¿Has oído sobre la felicidad tóxica?

¿Has oído sobre la felicidad tóxica?

Recibí por whatsapp una presentación de la cátedra de Psicología Preventiva Uca con un título que llamó mi atención: “Has oído sobre la felicidad tóxica”?.

Buen título para algo que se viene promocionando desde frases motivadoras y libros de autoayuda. Recuerdo haber leído “Nacimos para ser felices”, por ej., como si el sufrimiento no fuera tan parte de la vida como la muerte.

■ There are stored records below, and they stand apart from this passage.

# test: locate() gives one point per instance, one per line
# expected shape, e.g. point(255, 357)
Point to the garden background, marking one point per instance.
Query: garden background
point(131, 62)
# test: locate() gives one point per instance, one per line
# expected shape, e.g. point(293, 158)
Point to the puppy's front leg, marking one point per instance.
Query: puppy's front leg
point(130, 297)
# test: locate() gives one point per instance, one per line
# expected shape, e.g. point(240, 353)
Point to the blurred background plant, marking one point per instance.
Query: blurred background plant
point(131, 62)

La presentación alude a un trabajo del dr. Jamie Long (The psychology Group) en el que define a esta “felicidad tóxica” como “La sobre generalización del estado optimista que resulta en la negación, minimización e invalidación de la auténtica experiencia emocional humana”. Coincido ampliamente con esta definición.

Presenta algunos ejemplos como:

“Solo hay que pensar en positivo”, “Si yo pude hacerlo, vos también”, “No te preocupes, sé feliz”.

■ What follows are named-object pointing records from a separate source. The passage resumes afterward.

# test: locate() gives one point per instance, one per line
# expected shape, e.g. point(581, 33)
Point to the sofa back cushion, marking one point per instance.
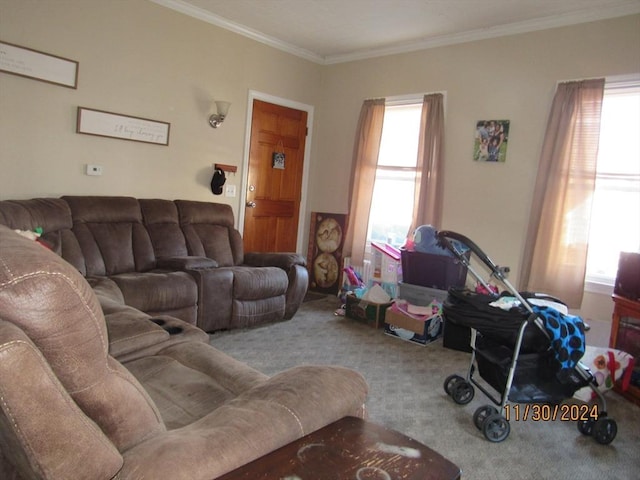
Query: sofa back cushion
point(53, 216)
point(111, 234)
point(210, 232)
point(162, 222)
point(55, 307)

Todos nacemos con las mismas disposiciones genéticas afectivas, o sea, con la capacidad de sentir una extensa variedad de emociones, que incluyen tanto las positivas, como las negativas. Así como podemos sentir amor, también somos capaces de odiar, celar, envidiar, sufrir. Experimentar emociones variadas es parte de nuestra humanidad, y nos hace dueños de una riqueza afectiva la que, como si de un “set” emocional se tratase, podemos emplear para expresar aquello que viviendo, nos conmueve. Reír hasta que nos duela la panza, llorar hasta quedarnos sin lágrimas, las emociones colman nuestras vivencias, las que no siempre serán alegres o felices. Y sin embargo, “sentirnos Vivos” es poder experimentarlas a todas en plenitud.

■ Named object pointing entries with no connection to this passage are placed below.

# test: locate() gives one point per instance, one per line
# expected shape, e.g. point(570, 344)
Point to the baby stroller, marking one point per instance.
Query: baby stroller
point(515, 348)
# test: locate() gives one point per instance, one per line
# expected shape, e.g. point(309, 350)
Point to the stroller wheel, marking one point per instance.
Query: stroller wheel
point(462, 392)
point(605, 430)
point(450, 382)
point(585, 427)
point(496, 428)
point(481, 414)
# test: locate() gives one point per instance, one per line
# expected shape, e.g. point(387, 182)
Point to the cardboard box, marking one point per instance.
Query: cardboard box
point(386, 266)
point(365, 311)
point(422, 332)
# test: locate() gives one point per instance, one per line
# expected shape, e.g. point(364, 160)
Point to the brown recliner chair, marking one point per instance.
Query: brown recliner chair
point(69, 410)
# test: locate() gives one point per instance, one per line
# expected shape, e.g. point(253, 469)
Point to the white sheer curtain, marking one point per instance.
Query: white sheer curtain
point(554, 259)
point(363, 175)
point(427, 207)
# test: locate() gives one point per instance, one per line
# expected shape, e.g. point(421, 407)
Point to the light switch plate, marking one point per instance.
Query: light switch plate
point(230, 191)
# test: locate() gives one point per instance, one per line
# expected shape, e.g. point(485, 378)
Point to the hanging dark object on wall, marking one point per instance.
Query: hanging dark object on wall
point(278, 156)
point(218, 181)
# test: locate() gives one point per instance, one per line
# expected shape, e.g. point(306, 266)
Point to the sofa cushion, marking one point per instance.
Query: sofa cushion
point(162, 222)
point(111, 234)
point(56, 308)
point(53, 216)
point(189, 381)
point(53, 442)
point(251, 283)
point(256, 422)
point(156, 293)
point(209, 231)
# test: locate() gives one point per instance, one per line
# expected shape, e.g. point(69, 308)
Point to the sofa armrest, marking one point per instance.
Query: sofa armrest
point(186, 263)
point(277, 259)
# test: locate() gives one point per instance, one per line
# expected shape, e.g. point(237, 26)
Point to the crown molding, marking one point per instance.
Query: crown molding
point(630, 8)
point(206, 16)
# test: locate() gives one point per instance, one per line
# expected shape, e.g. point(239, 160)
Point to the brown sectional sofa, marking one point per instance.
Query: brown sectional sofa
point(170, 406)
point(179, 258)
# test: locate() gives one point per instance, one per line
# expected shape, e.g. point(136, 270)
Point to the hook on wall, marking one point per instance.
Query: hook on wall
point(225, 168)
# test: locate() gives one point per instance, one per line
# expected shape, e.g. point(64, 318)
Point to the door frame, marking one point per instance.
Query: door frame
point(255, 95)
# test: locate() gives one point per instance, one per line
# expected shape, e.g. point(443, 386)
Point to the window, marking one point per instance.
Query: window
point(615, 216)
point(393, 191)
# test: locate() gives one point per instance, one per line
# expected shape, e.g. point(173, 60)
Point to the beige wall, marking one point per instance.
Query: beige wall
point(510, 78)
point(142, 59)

El dolor y el sufrimiento son parte de nuestra vida y nos ayudan a atravesar situaciones difíciles. A veces es bueno llorar, alivia, por ej. cuando perdemos a un ser querido, o nos quedamos sin trabajo, o tenemos que “quedarnos en casa” porque estamos viviendo una pandemia. En estos casos no alivia que alguien te diga “ya va a pasar”, porque son procesos que llevan tiempo y trabajo de duelo, de despedirse de lo perdido, de llorarlo hasta que la herida cicatrice. El mejor consuelo suele ser un abrazo y la aceptación de que estar triste es un derecho y es respetable. Para que una emoción “pase”, es necesario sentirla, experimentarla hasta que se agote. Ya sea la tristeza, la rabia, el miedo, o la angustia. No se trata de “hacer algo con ella”, sino de vivirla, con el cuerpo y con el ama, de tolerar que nos convulsione y conmueva, de llorarla, gritarla y dejar que nos envuelva hasta que la tormenta se calme. Sabiendo que, solo entonces llegará el alivio.

Negar las emociones desagradables enferma. Pretender que estamos bien y contentos cuando no es así, aunque a veces lo hagamos con la excusa de “no preocupar a los demás”, nos daña. Por el contrario, compartir lo que nos ocurre, hablar acerca de eso traumático que sentimos, es el modo de exorcizar ese dolor que nos carcome. Que el silencio enferma se hace evidente en casos de abuso y violencia familiar, o bullying, eso que se calla por temor y carcome por dentro dando lugar a síntomas como fobias, enfermedades psicosomáticas y hasta suicidio.

No estamos obligados a ser felices ni a pretender que lo somos. Estamos viviendo una situación angustiante, una pandemia que nos mantiene aislados, encerrados, el futuro es incierto, sentimos enojo, miedo, angustia. Sentimientos que todos, en mayor o menor medida, estamos experimentando. Es bueno poder compartirlos, hablarlos, aceptar que no es una experiencia feliz y que aunque no podamos reunirnos, podemos expresarnos a través de los medios con los que contamos. Nuestro sistema inmunitario tiene que estar fuerte, libre de toxinas y de sentimientos tóxicos. Sacarlos afuera nos fortalece, ocultarlos nos debilita.

En esto, no estamos solos.

Por la Licenciada Diana Ponce MP0040.